Friday, April 20, 2018

Aaron S. Allen is director of the Environmental and Sustainability Studies Program and Associate Professor of Music at the University of North Carolina at Greensboro, where he also served as the institution’s first Academic Sustainability Coordinator.

A fellow of the American Academy in Rome, he earned his Ph.D. from Harvard in 2006 with a dissertation on the nineteenth-century Italian reception of Beethoven. His B.A. in music and B.S. in environmental studies are from Tulane University. Aaron has published on campus sustainability, Beethoven reception, and ecomusicology. He is co-editor with Kevin Dawe of the collection Current Directions in Ecomusicology (Routledge 2016).

“Musical Trees.” 

Fundamental to the sound of Western art music, the violin family forms the backbone of most ensembles from chamber to stage. Professional violins depend on at least two endemic natural resources: Italian spruce for the soundboards, and Brazilian pernambuco for the bows. The highest quality bows are made of only wild-grown pernambuco (pau brasil) from Brazil’s Atlantic Coastal Forest. Pau brasil was so important that European colonial powers warred over it with each other and with indigenous peoples; eventually, the country Brazil was named after the wood. Today, the tree is nearly extinct: 8% of the original forest is extant, and only 5% of pernambuco habitat remains. But Italian red spruce has fared better in the unusual Alpine microclimate of the Val di Fiemme’s Paneveggio Forest.

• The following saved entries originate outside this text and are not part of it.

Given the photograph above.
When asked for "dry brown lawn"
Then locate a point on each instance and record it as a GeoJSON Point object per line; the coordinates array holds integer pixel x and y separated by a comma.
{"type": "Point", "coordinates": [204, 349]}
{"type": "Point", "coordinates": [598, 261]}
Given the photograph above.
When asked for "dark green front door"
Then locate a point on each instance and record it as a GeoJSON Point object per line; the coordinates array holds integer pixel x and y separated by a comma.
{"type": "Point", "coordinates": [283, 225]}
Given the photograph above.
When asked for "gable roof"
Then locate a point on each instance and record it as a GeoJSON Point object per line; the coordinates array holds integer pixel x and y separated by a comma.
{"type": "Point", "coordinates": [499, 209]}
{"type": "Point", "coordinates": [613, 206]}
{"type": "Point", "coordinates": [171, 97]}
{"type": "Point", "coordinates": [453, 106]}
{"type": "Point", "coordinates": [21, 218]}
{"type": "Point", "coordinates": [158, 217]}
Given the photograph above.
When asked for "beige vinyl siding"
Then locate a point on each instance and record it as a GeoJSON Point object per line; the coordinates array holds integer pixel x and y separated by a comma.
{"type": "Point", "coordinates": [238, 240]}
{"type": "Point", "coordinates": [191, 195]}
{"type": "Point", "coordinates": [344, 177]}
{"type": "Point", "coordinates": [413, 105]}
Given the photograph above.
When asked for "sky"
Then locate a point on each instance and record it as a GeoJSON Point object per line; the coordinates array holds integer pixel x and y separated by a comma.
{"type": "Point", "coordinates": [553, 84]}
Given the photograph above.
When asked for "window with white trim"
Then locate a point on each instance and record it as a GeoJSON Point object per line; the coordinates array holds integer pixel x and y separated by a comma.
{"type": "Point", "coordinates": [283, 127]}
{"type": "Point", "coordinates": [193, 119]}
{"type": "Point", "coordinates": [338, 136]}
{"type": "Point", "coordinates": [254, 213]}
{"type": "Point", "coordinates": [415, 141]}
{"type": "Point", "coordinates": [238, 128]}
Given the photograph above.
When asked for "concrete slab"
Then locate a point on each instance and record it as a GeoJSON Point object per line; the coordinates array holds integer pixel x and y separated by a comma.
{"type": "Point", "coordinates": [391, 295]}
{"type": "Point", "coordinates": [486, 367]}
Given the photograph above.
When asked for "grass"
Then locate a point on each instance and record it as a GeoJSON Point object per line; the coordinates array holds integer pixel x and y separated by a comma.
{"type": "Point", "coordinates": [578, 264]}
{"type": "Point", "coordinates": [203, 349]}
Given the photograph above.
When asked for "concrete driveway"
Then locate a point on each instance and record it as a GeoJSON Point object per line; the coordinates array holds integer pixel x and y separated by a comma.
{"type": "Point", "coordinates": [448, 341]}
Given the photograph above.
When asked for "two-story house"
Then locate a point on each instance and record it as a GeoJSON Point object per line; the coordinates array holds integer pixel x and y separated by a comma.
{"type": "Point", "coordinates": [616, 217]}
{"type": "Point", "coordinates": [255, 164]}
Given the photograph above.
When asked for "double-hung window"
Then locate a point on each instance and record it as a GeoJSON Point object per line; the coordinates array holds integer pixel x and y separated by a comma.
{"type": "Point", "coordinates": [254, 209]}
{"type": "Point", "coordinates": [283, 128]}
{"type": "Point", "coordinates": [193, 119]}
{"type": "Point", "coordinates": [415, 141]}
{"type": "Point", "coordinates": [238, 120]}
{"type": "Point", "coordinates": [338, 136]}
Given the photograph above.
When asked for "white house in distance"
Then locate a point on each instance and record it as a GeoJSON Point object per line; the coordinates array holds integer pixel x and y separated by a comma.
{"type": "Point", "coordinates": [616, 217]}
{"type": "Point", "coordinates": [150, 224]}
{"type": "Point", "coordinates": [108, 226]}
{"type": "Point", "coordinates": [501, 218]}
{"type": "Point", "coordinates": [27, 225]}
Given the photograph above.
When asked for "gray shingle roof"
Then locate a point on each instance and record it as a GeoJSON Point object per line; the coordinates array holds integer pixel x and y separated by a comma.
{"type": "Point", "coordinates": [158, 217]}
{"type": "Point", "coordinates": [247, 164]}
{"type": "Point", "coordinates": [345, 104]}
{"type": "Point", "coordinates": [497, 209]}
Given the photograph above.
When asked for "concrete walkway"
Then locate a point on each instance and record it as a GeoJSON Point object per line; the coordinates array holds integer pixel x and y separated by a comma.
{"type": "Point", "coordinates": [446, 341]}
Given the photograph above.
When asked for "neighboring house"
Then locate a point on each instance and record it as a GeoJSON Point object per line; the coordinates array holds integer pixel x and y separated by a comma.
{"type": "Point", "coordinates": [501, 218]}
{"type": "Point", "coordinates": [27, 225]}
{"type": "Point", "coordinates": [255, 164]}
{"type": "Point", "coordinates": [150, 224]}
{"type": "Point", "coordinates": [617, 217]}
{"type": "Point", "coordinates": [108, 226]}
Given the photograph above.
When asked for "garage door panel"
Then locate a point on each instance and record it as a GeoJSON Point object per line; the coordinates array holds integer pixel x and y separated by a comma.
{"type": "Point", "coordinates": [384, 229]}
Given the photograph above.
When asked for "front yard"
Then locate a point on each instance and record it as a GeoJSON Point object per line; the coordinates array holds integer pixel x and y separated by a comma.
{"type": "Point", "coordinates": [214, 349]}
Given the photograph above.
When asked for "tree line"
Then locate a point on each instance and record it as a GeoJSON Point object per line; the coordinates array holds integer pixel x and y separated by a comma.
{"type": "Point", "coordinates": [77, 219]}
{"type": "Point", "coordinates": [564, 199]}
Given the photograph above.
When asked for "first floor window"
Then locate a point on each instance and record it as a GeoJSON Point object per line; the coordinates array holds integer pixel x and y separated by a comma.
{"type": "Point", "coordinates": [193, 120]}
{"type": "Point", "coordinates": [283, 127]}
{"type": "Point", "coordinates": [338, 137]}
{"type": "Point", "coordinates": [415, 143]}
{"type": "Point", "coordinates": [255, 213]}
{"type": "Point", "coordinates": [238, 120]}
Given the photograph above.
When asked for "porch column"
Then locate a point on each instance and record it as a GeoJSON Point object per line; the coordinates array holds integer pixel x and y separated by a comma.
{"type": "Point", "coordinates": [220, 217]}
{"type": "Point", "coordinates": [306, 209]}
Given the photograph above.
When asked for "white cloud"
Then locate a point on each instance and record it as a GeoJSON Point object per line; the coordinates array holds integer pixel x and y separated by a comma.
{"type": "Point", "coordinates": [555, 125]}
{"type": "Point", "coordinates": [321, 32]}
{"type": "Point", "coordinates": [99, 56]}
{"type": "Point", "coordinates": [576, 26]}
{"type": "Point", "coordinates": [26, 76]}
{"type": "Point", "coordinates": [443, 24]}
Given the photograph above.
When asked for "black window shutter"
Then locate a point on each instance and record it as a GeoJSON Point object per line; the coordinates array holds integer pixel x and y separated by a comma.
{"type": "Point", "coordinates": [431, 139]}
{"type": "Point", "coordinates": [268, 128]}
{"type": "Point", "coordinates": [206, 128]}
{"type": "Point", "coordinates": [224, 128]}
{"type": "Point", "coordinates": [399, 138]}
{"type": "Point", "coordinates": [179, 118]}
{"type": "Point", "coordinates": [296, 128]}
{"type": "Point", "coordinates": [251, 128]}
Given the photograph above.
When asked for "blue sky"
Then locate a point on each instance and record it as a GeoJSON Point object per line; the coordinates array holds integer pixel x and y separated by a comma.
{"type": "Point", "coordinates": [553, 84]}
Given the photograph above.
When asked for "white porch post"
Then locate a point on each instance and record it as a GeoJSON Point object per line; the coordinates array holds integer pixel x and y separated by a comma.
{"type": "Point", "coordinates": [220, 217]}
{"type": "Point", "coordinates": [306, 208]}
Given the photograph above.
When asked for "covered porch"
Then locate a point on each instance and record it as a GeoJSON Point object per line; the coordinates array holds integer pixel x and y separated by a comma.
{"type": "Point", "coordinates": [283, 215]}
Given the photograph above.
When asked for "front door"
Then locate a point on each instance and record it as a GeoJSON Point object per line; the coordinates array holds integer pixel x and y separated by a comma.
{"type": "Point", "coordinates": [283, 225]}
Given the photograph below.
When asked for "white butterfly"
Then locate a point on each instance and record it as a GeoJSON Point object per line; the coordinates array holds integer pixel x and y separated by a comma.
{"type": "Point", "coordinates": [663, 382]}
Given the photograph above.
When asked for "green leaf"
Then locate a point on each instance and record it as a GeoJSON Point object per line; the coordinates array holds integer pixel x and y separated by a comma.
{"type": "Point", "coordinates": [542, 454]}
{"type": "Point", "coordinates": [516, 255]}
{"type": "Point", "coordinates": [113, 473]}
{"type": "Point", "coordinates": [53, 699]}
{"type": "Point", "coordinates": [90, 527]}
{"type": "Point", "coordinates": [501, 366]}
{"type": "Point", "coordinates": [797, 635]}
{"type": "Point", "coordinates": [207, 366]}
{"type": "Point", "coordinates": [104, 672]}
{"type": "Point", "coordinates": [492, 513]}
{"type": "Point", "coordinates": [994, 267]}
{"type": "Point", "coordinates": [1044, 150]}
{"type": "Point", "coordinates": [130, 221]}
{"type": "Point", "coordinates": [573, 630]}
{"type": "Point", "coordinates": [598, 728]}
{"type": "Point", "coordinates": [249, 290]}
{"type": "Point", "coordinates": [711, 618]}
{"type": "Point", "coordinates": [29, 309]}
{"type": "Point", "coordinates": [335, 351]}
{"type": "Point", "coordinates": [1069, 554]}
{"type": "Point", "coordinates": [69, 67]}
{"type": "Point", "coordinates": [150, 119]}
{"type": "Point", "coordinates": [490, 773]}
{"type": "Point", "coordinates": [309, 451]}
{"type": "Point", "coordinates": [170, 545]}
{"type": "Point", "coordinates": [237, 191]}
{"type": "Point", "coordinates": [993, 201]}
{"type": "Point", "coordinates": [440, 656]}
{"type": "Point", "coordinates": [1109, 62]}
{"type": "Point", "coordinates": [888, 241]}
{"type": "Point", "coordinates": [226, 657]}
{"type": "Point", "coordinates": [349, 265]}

The species is widely distributed, but Paneveggian spruce makes excellent resonance wood for soundboards, which has contributed to the renown of this “forest of violins.” Despite various threats during the past millennium, Fiemmesi traditions have preserved the forest; today, more trees grow than loggers harvest, and musicians regularly make pilgrimages to their sacred groves in the Paneveggio. The values accorded to musical traditions and the instruments necessary for them can reverberate through individual tree species to particular forests. Western art music, an endangered (if elite) tradition that might need preservation, contributes both to threatening and to protecting the unique resources on which it depends. In other words, our aesthetic choices have ethical ramifications that impact the world in negative and positive ways.